While I disagree with much of what she sayabout the Bible and theology in the opening paragraphs of this HuffPost piece, I mostly liked Yale religious studies professor Christine Hayes’s “five common misconceptions about the Bible.”

She overstates misconception #5. No surprise there: anyone who refers to the God of Christianity as “the god of western theological speculation” is obviously prone to overstatement. (It would come as a surprise to our Eastern Orthodox brothers and sisters, among others, that the triune God of the Nicene Creed is a product of western theological reflection!)

She writes, “The attributes assigned to ‘God’ by post-biblical theologians—such as omniscience and immutability—are simply not attributes possessed by the character Yahweh as drawn in biblical narratives.” Really? Beware of any Bible scholar who uses the word “simply not,” because you can be sure that what he or she is saying is highly disputed and far from simple. Little about the Bible is simple—and isn’t that the main point of her blog post? Oh, well…

Needless to say, at times Yahweh possesses the attributes of omniscience and immutability (among others). The Old Testament speaks with multiple voices on the subject of God and God’s attributes, and it is the legitimate task of theology to synthesize or make sense of these voices.

Still, I strongly agree with her misconception #4—that the stories of the Old Testament are “pious parables about saints” or “G-rated tales easily understood by children.” They are, instead,

psychologically real stories about very human beings whose behavior can be scandalous, violent, rebellious, outrageous, lewd and vicious. At the same time, like real people, biblical characters can change and act with justice and compassion. Nevertheless, many readers are shocked and disgusted to discover that Jacob is a deceiver, Joseph is an arrogant, spoiled brat and Judah sleeps with his daughter-in-law when she is disguised as a prostitute!

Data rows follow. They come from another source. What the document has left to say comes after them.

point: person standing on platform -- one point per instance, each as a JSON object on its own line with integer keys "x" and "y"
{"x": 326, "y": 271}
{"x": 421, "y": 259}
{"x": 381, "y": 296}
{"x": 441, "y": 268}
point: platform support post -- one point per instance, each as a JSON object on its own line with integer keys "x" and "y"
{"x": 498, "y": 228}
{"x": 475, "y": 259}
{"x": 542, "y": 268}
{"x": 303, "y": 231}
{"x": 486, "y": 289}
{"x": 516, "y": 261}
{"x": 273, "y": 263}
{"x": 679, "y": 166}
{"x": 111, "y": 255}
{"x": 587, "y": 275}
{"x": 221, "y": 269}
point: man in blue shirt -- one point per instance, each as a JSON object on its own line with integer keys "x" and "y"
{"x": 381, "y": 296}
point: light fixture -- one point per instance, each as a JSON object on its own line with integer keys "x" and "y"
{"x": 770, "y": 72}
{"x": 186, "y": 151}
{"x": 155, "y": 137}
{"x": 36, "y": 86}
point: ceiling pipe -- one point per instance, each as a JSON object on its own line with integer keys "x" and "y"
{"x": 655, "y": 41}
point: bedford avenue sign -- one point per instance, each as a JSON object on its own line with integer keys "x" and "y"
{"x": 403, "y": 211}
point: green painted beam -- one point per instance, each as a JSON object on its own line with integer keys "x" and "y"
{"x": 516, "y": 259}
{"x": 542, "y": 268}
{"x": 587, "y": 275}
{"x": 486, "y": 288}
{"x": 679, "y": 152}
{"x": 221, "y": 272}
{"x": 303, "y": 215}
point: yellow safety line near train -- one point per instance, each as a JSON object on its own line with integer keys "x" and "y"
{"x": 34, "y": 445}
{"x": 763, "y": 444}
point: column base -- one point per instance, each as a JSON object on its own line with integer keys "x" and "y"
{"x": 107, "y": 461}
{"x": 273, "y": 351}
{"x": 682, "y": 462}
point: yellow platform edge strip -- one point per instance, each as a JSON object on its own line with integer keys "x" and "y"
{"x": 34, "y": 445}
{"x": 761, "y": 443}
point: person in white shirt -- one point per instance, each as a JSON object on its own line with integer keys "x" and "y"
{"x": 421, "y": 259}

The unfounded expectation that biblical characters are perfectly pious models for our own conduct causes many readers to work to vindicate biblical characters, just because they are biblical characters. But if we attribute to these characters the reputation for piety manufactured by later religious traditions, if we whitewash their flaws, then we miss the moral complexities and the deep psychological insights that have made these (often R-rated) stories of timeless interest. Biblical narratives place serious demands on their readers. The stories rarely moralize. They explore moral issues and situations by placing biblical characters in moral dilemmas — but they usually leave the reader to draw his or her own conclusions.